📣 Curious Quote from the Author
“When I agreed with my therapist, I told her so. When I didn’t, we talked about that. And when I felt I needed to move on, I did. Which is to say: I was an adult in therapy. I had swum life’s choppy waters long enough to have gained some self-knowledge, some self-regard, and a sense of the accuracy of my own perceptions.”
“Adults should be telling kids how imperfect and unreliable their emotions can be, Chentsova Dutton says. Very often, kids should be skeptical that their feelings reflect an accurate picture of the world and even ignore their feelings entirely. (Gasp!) You read that right: a healthy emotional life involves a certain amount of daily repression.”
“Therapy can hijack our normal processes of resilience, interrupting our psyche’s ability to heal itself, in its own way, at its own time.”

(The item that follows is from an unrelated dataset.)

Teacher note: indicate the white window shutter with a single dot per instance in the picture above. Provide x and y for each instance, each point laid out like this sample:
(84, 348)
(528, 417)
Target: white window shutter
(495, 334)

“Instead, with unprecedented help from mental health experts, we have raised the loneliest, most anxious, depressed, pessimistic, helpless, and fearful generation on record. Why?”
📚 Cognition of the Book’s Big Idea
Shrier contends that by extending the idea of iatrogenesis to the fields of parenting and mental health, our well-meant attempts to uphold and shield young people can be unintentionally encouraging a sense of vulnerability and powerlessness. Rather, the author challenges educators, parents, and other caregivers to find a middle ground between offering affection and support and fostering self-reliance, perseverance, and the capacity to grow from misfortune. Everyone who wants to see young people succeed must be aware of the dangers of being too protective of them and work to instill the attitudes necessary for them to face obstacles head-on and grow resilient.